Under its own momentum now, the procession roared through the market, past the clicking cameras of packs of tourists. The boys in the tower pelted the crowd with handfuls of rice and the crowd threw flowers. The bull danced under rows of coloured
penjor
flags, and a man with a forked pole hoisted low-slung power lines along the route so the
wadah
could pass beneath. Young men in the procession chucked water at each other and soaked the onlookers, and the fighting spread until dozens of hooting people were scooping handfuls out of the puddles and splashing it over everyone within reach. The insistent rhythm of drums and metal gongs grew louder and the men carrying the tower sweated and staggered beneath the weight.
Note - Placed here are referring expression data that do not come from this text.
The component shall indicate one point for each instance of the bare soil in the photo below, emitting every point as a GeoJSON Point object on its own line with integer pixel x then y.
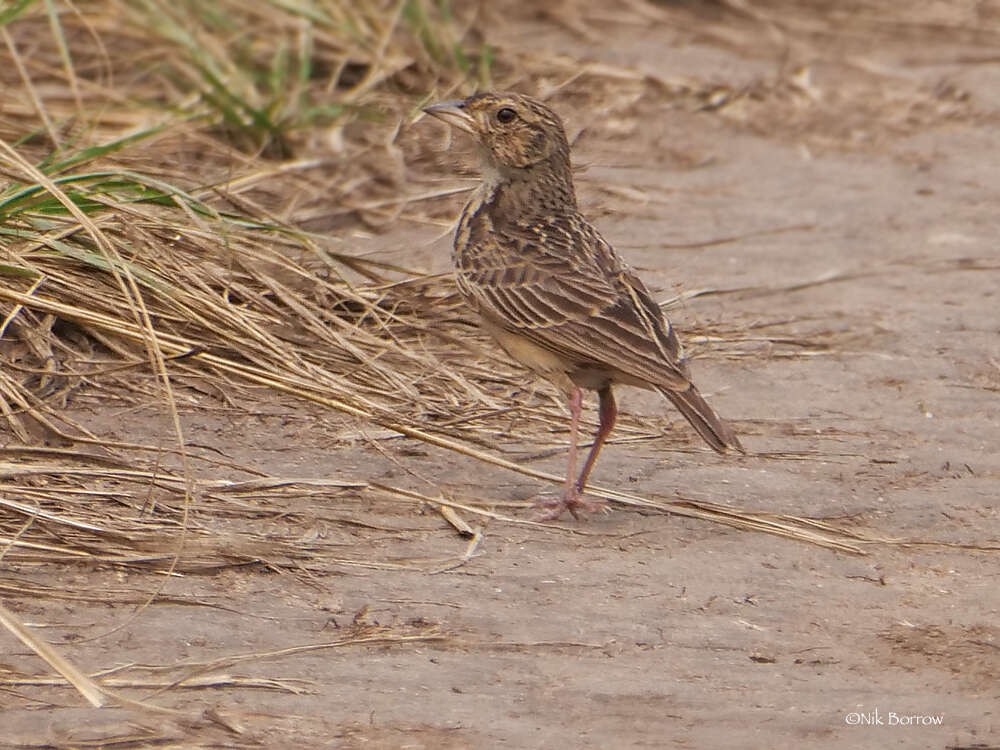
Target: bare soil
{"type": "Point", "coordinates": [835, 183]}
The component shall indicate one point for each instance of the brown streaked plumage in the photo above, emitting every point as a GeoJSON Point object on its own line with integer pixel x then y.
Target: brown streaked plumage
{"type": "Point", "coordinates": [549, 288]}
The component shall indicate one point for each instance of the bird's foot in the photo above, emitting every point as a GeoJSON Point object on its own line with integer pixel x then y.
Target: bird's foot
{"type": "Point", "coordinates": [551, 507]}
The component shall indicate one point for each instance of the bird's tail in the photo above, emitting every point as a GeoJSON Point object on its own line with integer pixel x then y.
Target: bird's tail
{"type": "Point", "coordinates": [705, 421]}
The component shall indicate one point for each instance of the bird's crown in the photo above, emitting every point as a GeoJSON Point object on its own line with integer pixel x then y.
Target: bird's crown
{"type": "Point", "coordinates": [514, 130]}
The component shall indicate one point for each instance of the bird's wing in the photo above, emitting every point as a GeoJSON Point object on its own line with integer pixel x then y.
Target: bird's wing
{"type": "Point", "coordinates": [561, 286]}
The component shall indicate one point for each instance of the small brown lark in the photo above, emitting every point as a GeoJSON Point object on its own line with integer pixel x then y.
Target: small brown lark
{"type": "Point", "coordinates": [550, 289]}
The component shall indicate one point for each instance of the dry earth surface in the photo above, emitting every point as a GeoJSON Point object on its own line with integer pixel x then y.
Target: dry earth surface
{"type": "Point", "coordinates": [838, 194]}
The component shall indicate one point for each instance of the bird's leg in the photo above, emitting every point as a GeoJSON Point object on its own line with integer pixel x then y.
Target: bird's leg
{"type": "Point", "coordinates": [607, 414]}
{"type": "Point", "coordinates": [572, 499]}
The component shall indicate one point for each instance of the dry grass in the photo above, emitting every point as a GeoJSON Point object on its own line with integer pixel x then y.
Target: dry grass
{"type": "Point", "coordinates": [175, 180]}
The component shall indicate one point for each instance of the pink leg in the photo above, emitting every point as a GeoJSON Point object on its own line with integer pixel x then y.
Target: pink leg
{"type": "Point", "coordinates": [573, 489]}
{"type": "Point", "coordinates": [607, 413]}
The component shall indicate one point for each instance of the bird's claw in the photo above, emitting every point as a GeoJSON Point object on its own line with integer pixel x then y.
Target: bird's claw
{"type": "Point", "coordinates": [572, 500]}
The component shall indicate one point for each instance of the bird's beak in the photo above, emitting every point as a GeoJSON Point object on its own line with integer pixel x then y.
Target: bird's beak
{"type": "Point", "coordinates": [454, 113]}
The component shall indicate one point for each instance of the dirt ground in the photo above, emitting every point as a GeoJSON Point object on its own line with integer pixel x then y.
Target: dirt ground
{"type": "Point", "coordinates": [838, 192]}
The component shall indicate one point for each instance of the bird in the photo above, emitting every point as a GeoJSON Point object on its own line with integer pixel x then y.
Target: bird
{"type": "Point", "coordinates": [551, 290]}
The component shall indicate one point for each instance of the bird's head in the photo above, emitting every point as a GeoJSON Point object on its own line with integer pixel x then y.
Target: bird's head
{"type": "Point", "coordinates": [514, 132]}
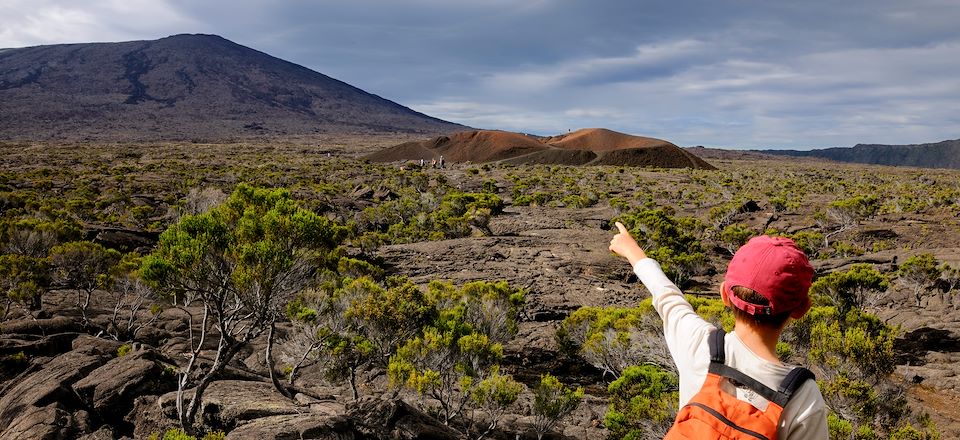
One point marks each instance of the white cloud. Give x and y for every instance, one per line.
x=35, y=22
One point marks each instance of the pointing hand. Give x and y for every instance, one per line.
x=624, y=245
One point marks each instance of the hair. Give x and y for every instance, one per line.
x=751, y=296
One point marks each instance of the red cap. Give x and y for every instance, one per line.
x=775, y=268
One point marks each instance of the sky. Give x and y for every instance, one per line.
x=719, y=73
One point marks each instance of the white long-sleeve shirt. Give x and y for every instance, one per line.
x=804, y=417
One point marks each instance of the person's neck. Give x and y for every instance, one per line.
x=762, y=343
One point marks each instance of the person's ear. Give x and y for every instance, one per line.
x=802, y=310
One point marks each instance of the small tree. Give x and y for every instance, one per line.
x=133, y=299
x=643, y=403
x=919, y=273
x=455, y=354
x=552, y=401
x=85, y=267
x=243, y=261
x=23, y=280
x=493, y=395
x=612, y=339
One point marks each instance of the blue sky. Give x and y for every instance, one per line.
x=732, y=74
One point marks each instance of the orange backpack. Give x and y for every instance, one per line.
x=716, y=414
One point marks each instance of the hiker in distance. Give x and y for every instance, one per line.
x=734, y=386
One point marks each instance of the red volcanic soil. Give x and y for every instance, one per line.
x=592, y=146
x=601, y=139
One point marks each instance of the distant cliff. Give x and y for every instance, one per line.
x=944, y=154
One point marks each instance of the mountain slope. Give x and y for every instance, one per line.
x=944, y=154
x=183, y=87
x=592, y=146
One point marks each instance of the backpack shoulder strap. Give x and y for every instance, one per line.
x=790, y=384
x=717, y=348
x=797, y=377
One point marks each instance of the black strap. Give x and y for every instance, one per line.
x=741, y=379
x=790, y=384
x=717, y=348
x=794, y=380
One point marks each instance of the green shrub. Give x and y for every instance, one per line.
x=643, y=403
x=552, y=401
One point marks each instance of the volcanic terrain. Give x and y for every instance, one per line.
x=184, y=87
x=589, y=146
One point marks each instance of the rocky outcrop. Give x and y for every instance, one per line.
x=111, y=389
x=38, y=406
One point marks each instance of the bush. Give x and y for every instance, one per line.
x=859, y=287
x=552, y=401
x=612, y=339
x=643, y=403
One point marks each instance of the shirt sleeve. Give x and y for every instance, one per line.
x=683, y=329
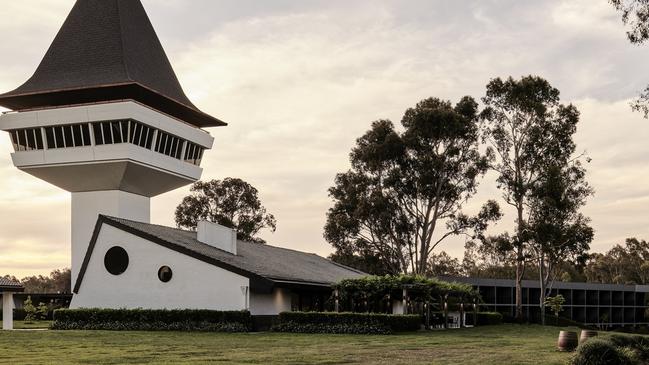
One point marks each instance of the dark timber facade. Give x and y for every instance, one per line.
x=608, y=305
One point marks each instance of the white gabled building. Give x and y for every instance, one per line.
x=152, y=266
x=105, y=118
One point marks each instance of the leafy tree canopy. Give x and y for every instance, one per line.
x=404, y=193
x=635, y=14
x=526, y=128
x=230, y=202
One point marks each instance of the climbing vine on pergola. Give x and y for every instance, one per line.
x=371, y=291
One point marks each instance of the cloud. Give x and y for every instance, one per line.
x=300, y=81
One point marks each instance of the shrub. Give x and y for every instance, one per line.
x=636, y=346
x=600, y=352
x=151, y=320
x=348, y=323
x=485, y=318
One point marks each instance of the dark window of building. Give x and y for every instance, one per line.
x=107, y=133
x=99, y=136
x=77, y=136
x=49, y=135
x=116, y=260
x=118, y=135
x=165, y=274
x=85, y=134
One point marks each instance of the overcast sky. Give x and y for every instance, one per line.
x=299, y=81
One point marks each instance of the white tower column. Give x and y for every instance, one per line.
x=87, y=206
x=7, y=310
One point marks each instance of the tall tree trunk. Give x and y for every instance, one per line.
x=542, y=281
x=520, y=262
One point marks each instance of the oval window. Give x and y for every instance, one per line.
x=165, y=274
x=116, y=260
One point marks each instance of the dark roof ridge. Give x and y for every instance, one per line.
x=107, y=50
x=265, y=266
x=238, y=240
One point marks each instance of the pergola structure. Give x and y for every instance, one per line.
x=7, y=289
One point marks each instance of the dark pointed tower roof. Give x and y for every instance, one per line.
x=107, y=50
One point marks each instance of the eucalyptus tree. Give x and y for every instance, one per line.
x=525, y=127
x=404, y=193
x=635, y=14
x=230, y=202
x=558, y=232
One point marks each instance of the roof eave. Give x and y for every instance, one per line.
x=18, y=101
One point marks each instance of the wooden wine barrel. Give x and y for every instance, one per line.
x=567, y=341
x=586, y=334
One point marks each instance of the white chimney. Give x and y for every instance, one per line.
x=218, y=236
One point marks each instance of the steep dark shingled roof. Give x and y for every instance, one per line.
x=107, y=50
x=10, y=285
x=278, y=265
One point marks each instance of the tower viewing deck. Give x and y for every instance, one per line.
x=105, y=118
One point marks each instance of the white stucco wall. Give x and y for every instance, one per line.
x=270, y=304
x=86, y=208
x=195, y=284
x=7, y=310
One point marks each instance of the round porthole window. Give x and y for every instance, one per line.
x=165, y=274
x=116, y=260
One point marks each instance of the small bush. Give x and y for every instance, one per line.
x=636, y=346
x=151, y=320
x=347, y=323
x=600, y=352
x=485, y=318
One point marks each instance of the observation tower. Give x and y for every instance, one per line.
x=105, y=118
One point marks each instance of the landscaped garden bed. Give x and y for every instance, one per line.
x=151, y=320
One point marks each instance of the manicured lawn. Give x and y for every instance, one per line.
x=507, y=344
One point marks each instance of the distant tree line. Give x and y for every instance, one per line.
x=58, y=282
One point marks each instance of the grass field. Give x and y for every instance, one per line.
x=507, y=344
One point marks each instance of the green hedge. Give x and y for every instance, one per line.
x=348, y=323
x=485, y=318
x=616, y=349
x=151, y=320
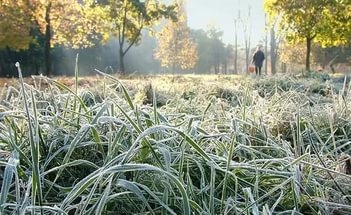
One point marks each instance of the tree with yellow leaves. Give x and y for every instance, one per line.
x=176, y=49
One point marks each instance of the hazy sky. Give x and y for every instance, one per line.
x=221, y=14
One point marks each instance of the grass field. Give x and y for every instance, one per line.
x=187, y=144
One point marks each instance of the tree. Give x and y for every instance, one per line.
x=217, y=48
x=308, y=20
x=64, y=22
x=246, y=26
x=176, y=48
x=127, y=18
x=14, y=27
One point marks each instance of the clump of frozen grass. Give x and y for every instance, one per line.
x=212, y=157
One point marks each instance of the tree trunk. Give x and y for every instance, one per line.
x=121, y=60
x=308, y=53
x=236, y=49
x=47, y=54
x=273, y=52
x=266, y=47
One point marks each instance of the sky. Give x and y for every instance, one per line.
x=222, y=13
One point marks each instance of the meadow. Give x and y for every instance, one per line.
x=186, y=144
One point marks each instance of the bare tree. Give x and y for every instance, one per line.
x=246, y=24
x=275, y=41
x=235, y=47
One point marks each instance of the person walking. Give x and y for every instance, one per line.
x=258, y=59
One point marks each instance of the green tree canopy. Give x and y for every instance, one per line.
x=126, y=19
x=70, y=23
x=323, y=21
x=176, y=49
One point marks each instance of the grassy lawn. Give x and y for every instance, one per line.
x=187, y=144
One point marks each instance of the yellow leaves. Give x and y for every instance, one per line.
x=175, y=48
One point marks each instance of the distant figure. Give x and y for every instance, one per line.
x=258, y=59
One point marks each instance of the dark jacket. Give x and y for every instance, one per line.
x=258, y=58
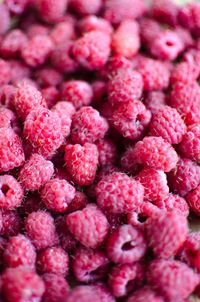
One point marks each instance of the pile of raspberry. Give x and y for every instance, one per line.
x=99, y=151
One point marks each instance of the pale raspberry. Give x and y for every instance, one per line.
x=89, y=226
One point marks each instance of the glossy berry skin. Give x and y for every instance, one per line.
x=89, y=226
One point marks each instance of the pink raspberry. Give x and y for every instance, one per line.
x=130, y=119
x=41, y=230
x=126, y=245
x=21, y=284
x=166, y=232
x=126, y=85
x=190, y=144
x=123, y=278
x=119, y=193
x=42, y=128
x=77, y=92
x=185, y=177
x=92, y=49
x=36, y=172
x=56, y=288
x=89, y=265
x=165, y=276
x=81, y=163
x=53, y=260
x=156, y=153
x=57, y=194
x=26, y=99
x=155, y=74
x=37, y=50
x=11, y=150
x=89, y=226
x=126, y=39
x=20, y=252
x=50, y=10
x=168, y=124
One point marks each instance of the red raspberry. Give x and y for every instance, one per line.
x=130, y=119
x=41, y=230
x=92, y=50
x=165, y=276
x=155, y=74
x=186, y=99
x=81, y=163
x=57, y=194
x=126, y=85
x=126, y=39
x=26, y=99
x=116, y=11
x=190, y=145
x=11, y=150
x=20, y=284
x=145, y=294
x=11, y=192
x=185, y=177
x=50, y=10
x=126, y=245
x=168, y=124
x=56, y=288
x=166, y=232
x=53, y=260
x=77, y=92
x=154, y=152
x=37, y=50
x=89, y=226
x=42, y=128
x=119, y=193
x=89, y=265
x=36, y=172
x=20, y=252
x=123, y=278
x=86, y=293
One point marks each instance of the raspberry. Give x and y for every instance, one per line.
x=56, y=288
x=36, y=172
x=92, y=50
x=89, y=7
x=123, y=278
x=166, y=232
x=185, y=177
x=81, y=163
x=126, y=39
x=50, y=10
x=20, y=284
x=155, y=74
x=53, y=260
x=11, y=150
x=154, y=152
x=77, y=92
x=11, y=192
x=130, y=119
x=20, y=252
x=165, y=276
x=119, y=193
x=190, y=145
x=37, y=50
x=42, y=128
x=41, y=230
x=126, y=245
x=126, y=85
x=26, y=99
x=89, y=265
x=88, y=226
x=168, y=124
x=57, y=194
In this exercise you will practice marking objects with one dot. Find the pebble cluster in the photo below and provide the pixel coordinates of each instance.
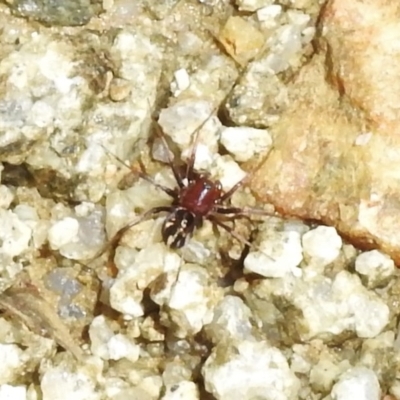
(300, 315)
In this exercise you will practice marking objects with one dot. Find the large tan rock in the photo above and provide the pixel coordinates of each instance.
(336, 157)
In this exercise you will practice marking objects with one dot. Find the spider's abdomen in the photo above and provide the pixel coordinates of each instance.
(200, 196)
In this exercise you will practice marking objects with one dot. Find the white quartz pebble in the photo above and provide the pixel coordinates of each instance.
(245, 142)
(63, 232)
(322, 244)
(249, 370)
(8, 392)
(375, 267)
(358, 383)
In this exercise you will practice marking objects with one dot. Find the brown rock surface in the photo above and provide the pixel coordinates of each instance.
(336, 157)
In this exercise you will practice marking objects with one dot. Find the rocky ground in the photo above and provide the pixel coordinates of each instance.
(299, 96)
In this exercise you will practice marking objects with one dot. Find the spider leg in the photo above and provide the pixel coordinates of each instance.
(235, 187)
(196, 137)
(113, 243)
(142, 173)
(170, 161)
(240, 212)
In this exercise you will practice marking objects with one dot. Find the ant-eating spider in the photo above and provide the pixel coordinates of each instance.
(195, 198)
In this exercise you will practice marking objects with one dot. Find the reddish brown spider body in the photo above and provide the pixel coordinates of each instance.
(200, 196)
(196, 197)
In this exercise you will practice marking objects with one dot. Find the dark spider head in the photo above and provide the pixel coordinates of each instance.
(177, 227)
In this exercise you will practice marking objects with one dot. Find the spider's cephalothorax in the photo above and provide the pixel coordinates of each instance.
(195, 198)
(193, 203)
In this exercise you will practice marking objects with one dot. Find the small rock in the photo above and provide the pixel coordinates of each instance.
(58, 382)
(249, 370)
(63, 232)
(375, 268)
(358, 383)
(245, 142)
(242, 40)
(183, 390)
(322, 244)
(279, 253)
(12, 363)
(8, 392)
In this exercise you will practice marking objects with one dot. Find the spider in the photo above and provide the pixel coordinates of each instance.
(195, 198)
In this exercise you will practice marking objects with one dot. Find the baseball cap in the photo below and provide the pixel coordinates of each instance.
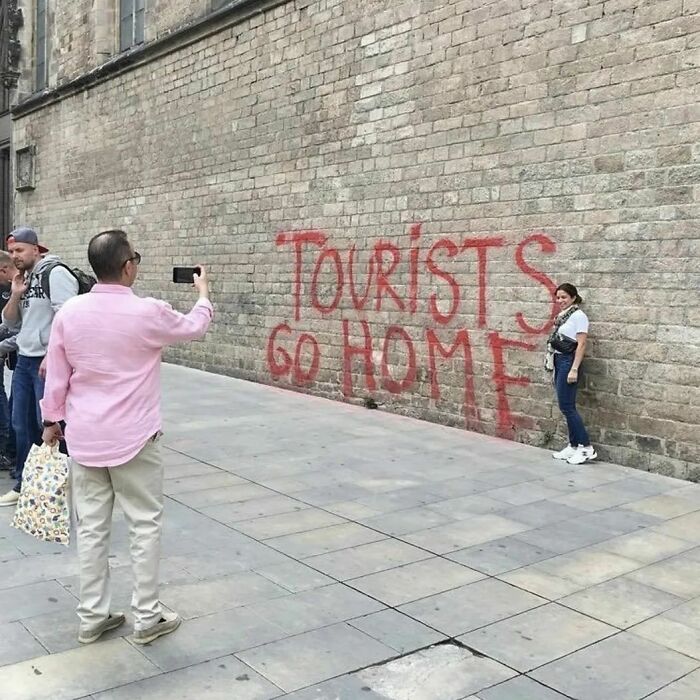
(24, 234)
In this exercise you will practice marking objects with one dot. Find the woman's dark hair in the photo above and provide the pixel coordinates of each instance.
(571, 291)
(107, 253)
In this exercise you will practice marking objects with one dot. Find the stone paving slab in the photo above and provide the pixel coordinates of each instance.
(322, 541)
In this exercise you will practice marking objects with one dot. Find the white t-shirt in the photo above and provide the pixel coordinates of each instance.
(576, 323)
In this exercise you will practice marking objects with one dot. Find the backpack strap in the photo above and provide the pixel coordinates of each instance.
(46, 274)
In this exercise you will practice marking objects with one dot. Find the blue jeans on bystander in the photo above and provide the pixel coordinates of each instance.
(566, 395)
(27, 391)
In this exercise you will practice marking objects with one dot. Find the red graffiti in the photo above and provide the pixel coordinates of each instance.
(394, 284)
(298, 239)
(365, 352)
(547, 245)
(280, 361)
(388, 382)
(471, 412)
(506, 426)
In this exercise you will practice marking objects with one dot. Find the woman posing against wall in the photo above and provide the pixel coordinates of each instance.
(565, 350)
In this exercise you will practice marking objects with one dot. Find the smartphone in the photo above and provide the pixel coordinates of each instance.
(185, 275)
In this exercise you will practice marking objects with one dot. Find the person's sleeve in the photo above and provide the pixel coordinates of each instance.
(8, 345)
(63, 286)
(170, 326)
(58, 374)
(581, 323)
(12, 326)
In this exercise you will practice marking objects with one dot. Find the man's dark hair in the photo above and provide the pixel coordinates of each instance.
(107, 253)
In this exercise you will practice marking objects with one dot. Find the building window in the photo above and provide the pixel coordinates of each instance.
(41, 45)
(132, 14)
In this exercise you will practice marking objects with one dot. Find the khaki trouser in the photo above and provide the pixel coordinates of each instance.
(138, 485)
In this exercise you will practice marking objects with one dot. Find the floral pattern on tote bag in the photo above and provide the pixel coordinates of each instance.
(43, 508)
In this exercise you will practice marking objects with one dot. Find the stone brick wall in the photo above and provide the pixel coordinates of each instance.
(464, 159)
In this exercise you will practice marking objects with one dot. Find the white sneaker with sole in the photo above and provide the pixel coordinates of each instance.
(169, 622)
(582, 454)
(567, 452)
(9, 499)
(91, 635)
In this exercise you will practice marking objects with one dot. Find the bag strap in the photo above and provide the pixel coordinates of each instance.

As they came to the cemetery, they could see three more towers bobbing over the low roofs of the houses. Wayan’s family procession merged with the other three funerals and hundreds of people surged towards the cremation ground.

Connie gasped as a scattered handful of rice stung her cheek. She took Jeanette’s hands and they guided her away from the mob.

– What happens now?

Connie pointed.

In a quiet corner under the shade of a huge tree, the robed priests were waiting in a circle of musicians and dancers. The bull and the
wadah
were manoeuvred into place.

The musicians began to play. As the chains of notes swelled against an expectant hush, the people pressed round a pavilion hung with plain white draperies. The bull was carried into its shelter and set down, with a collective groan of relief from the bearers. At the side, on a low platform, a bundle wrapped in white cloths lay waiting.

The music grew louder and the whole crowd surged three times round the pavilion. Wooden cages were opened and
chickens flapped and squawked to freedom, with dozens of pairs of hands waving them off in the auspicious direction.